Said program terminates, signalling browser that it's done, and where it put the data.
Browser waits for that termination signal, picks up the data from the location, supplies it to whatever mechanism triggered the request (a file upload, or whatever).
Downloads are literally the same in reverse - the browser supplies the data and tells a local helper program "Ask the user where he wants this, and save it there for him".
The problem with modern browser is *not* that they can't be secured. It's that people are dumb and haven't learned the lessons of history. Isolate everything. Have minimal message-passing between contained modules. Don't let even one module get all the privileges. One module to determine users preferences. One module per tab to parse HTML and gather resources. One module per tab to render that content to a video memory area. One module to assemble that content on demand inside a UI (and the tab module doesn't even need to *know* whether it's visible or not!). One module to do file accesses for uploads. One for downloads. And don't let even a single tab be able to control/interface/message/even detect the presence of - any other tab.

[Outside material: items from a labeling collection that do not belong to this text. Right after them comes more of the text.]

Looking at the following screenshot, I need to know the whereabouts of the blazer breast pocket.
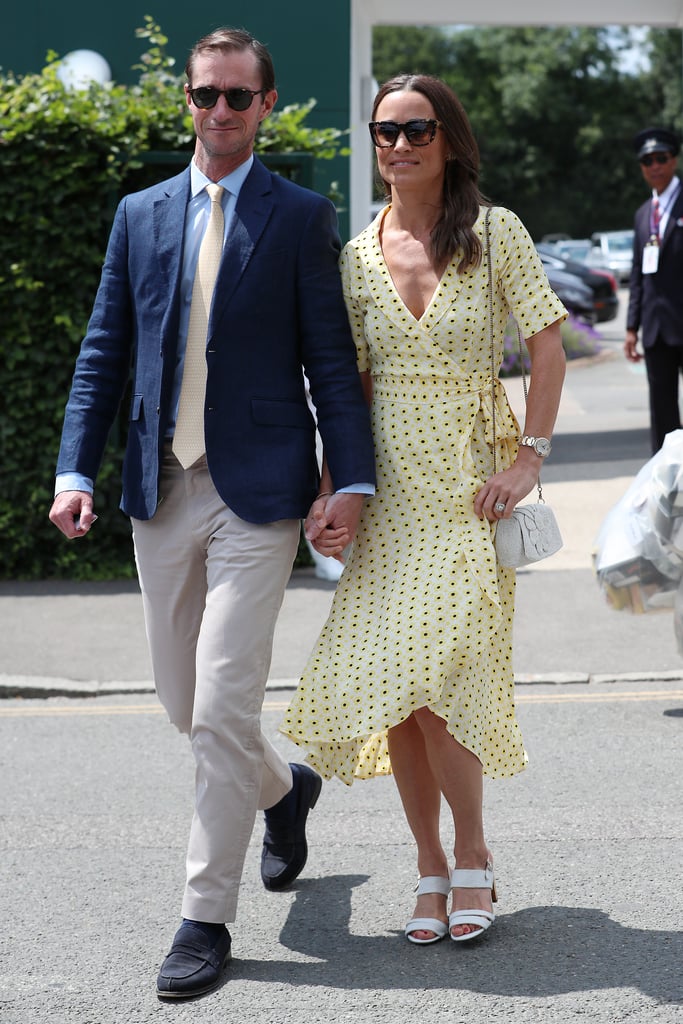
[251,398,313,430]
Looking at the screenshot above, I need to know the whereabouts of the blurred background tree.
[373,26,683,240]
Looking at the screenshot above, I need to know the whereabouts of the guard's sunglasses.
[187,85,265,111]
[368,118,441,150]
[640,153,671,167]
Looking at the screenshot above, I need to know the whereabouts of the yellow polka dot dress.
[282,208,565,784]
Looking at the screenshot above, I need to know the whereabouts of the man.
[50,29,375,998]
[624,128,683,454]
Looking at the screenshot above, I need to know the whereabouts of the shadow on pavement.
[230,874,683,1005]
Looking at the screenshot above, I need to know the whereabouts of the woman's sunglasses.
[192,85,265,111]
[640,153,671,167]
[368,118,441,150]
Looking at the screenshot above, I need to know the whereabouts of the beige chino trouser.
[133,449,299,923]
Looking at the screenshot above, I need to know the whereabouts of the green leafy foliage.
[0,17,348,580]
[373,26,683,239]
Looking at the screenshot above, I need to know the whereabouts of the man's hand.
[304,493,366,561]
[50,490,97,541]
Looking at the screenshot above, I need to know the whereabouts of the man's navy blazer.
[57,159,375,523]
[626,190,683,348]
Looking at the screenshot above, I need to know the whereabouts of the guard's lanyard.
[642,183,681,273]
[648,184,681,246]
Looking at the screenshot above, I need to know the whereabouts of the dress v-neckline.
[375,206,451,326]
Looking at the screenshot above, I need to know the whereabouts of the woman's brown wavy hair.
[373,75,489,273]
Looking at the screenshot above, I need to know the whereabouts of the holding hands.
[304,492,366,561]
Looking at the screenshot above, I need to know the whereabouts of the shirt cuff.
[54,473,94,498]
[335,483,375,495]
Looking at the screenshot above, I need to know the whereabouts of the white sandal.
[449,859,498,942]
[405,874,451,946]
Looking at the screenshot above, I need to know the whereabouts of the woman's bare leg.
[388,715,450,941]
[409,708,492,935]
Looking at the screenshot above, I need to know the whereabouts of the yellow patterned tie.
[172,184,225,469]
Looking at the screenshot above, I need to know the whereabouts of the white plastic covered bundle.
[593,430,683,610]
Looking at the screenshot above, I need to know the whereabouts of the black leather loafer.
[157,921,231,999]
[261,764,323,890]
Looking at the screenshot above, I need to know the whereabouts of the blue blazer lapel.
[211,159,273,332]
[153,168,189,289]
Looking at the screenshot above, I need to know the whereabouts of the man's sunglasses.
[187,85,265,111]
[640,153,671,167]
[368,118,441,150]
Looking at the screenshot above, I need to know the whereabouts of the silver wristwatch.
[519,434,553,459]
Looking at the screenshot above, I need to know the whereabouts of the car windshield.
[607,231,633,255]
[555,242,591,260]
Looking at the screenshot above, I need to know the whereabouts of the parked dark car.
[537,242,618,324]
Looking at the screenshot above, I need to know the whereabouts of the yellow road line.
[0,690,683,718]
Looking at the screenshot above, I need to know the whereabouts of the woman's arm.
[474,321,566,522]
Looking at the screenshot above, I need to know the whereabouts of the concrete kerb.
[0,670,683,699]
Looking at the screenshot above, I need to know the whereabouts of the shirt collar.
[189,153,254,199]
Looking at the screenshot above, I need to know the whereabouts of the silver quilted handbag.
[494,501,562,568]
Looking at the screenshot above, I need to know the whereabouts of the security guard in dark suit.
[624,128,683,453]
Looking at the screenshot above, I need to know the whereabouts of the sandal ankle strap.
[451,861,494,889]
[415,874,452,896]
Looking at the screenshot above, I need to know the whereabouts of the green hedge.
[0,17,343,580]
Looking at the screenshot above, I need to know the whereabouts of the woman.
[283,75,565,943]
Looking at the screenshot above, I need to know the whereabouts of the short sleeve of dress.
[490,207,567,338]
[339,243,370,373]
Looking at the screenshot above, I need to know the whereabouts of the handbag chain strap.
[484,207,544,502]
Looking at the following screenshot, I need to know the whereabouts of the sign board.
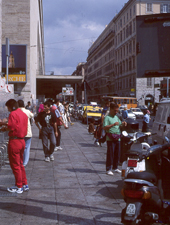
[5,74,26,82]
[0,77,6,91]
[62,87,74,95]
[2,45,27,83]
[5,84,14,94]
[154,84,160,88]
[66,84,71,87]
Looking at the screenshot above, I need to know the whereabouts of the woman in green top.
[103,102,126,175]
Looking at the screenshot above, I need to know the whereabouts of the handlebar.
[139,142,170,161]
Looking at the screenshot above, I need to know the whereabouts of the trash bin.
[120,118,139,163]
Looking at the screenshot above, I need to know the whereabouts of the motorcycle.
[121,138,170,225]
[122,131,152,179]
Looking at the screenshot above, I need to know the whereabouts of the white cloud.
[43,0,127,75]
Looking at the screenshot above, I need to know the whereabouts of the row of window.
[115,5,136,32]
[115,76,136,91]
[146,3,170,13]
[87,62,114,81]
[88,38,114,66]
[115,39,136,62]
[115,3,170,32]
[115,56,136,76]
[88,49,114,73]
[115,20,136,46]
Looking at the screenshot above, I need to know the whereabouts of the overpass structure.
[36,75,83,98]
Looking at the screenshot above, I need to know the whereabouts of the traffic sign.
[62,87,74,95]
[5,84,14,94]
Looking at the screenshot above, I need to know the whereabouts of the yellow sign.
[5,74,26,83]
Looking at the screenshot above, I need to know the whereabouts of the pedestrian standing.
[35,101,58,162]
[103,102,126,175]
[65,103,74,126]
[98,101,110,146]
[142,109,150,132]
[122,107,128,120]
[18,100,34,166]
[25,101,33,112]
[51,99,68,151]
[1,99,29,194]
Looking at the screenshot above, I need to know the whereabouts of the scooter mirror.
[165,136,170,142]
[122,130,128,137]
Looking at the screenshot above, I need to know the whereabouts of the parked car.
[68,103,74,114]
[82,105,102,123]
[139,105,148,112]
[117,109,136,120]
[152,100,170,145]
[130,108,144,119]
[127,109,136,120]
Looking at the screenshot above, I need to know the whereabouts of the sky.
[43,0,128,75]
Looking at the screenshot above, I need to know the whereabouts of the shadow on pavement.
[68,168,104,174]
[0,199,120,225]
[78,143,96,148]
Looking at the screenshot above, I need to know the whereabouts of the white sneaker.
[7,186,23,194]
[54,147,58,152]
[114,169,122,173]
[106,170,114,176]
[50,154,54,161]
[45,156,50,162]
[94,141,100,146]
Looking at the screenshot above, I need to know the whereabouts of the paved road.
[0,122,124,225]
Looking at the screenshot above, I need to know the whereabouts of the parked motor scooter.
[122,131,151,179]
[121,138,170,225]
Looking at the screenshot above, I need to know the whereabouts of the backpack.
[94,125,102,139]
[51,106,62,126]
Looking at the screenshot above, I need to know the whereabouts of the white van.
[152,100,170,144]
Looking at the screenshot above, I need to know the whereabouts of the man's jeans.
[106,141,120,171]
[56,126,61,147]
[23,137,32,166]
[42,126,56,157]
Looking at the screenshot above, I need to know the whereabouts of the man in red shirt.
[1,99,29,194]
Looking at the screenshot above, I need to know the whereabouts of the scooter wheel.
[124,220,140,225]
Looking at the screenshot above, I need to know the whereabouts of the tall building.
[87,0,170,105]
[0,0,45,102]
[86,21,115,101]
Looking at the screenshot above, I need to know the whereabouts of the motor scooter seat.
[127,171,157,184]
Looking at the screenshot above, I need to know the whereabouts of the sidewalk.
[0,122,124,225]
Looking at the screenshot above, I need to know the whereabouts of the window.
[120,19,122,27]
[146,3,152,12]
[147,77,152,87]
[160,4,168,13]
[133,5,136,15]
[133,20,136,32]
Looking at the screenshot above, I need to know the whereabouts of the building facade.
[0,0,45,102]
[87,0,170,105]
[86,21,115,101]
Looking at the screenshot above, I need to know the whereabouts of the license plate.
[128,159,137,167]
[126,204,136,215]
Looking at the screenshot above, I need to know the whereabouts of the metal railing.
[0,131,8,168]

Break it down. Erect walls between them all. Strip permissions from everything back to the bare bones (uploads/downloads don't need to touch networking AT ALL, the UI module requests information from the settings module but never queries them directly, etc.). Then the chances of, say, a dodgy bookmark corrupting the browser's stack to provide full filesystem access to a tab on a related site, etc. are nil.
When you are designed the one, primary, major interface between a user, an OS and an untrusted third-party scripting language, you're an idiot to do it any other way at all. When a tab falls over, it falls over, and takes... nothing else with it. I can't tell you how often Chrome/Firefox browsers LOCK UP COMPLETELY because one tab goes a bit mad on the old Javascript. It just shouldn't be happening.
We should have learned this lesson by now. And especially after the "let's put the browser INSIDE the OS and let people poke all the internals!" of the Internet Explorer days.
I will happily take my browser rendering a fraction of second slower, over it ever making possible a remote compromise of my machine with just a single click from an unprivileged user.